Teachers frequently use matching questions to determine whether students understand definitions, know important dates, and can match historical figures with events. These types of questions are objective.
Read the Directions Carefully
Matching question instructions indicate whether questions contain multiple correct answers and whether responses can be used multiple times. Also pay attention to how professors prefer questions to be answered, which could include matching responses and answers with lines or writing responses next to questions.
Read the Column with the Longest Phrases First
Begin with the section containing the longest phrases to save time. After you’ve completed the long section, read the shorter sections.
Alway Start with the Easiest Questions
Answer the questions you know first.
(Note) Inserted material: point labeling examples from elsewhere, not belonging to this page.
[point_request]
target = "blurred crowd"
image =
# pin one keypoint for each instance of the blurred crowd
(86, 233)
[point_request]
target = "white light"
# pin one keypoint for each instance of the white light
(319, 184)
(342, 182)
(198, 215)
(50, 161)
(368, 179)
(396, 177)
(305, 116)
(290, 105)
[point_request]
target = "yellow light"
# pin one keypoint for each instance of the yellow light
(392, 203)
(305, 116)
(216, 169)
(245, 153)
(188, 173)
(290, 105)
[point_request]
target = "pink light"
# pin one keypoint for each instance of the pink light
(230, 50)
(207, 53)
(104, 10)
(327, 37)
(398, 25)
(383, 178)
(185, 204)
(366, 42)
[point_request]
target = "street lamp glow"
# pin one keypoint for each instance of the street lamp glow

Cross off responses after being used if they cannot be used multiple times.
Now Answer the Harder Questions
Once you’ve answered the easy questions, move onto the difficult ones. You’ll have fewer responses to choose from, simplifying the process. If you get stumped on a question, relate it to questions you’re 100 percent sure of. Additionally, identify verb tense or other grammatical clues. If answers can be used multiple times, examine the responses that have already been used since more difficult responses often only have one correct answer.
Write a brief justification in test margins next to selected answers you’re not 100 percent sure of. Be sure that the professor or teacher’s aide will not be confused about which questions correspond to written explanations.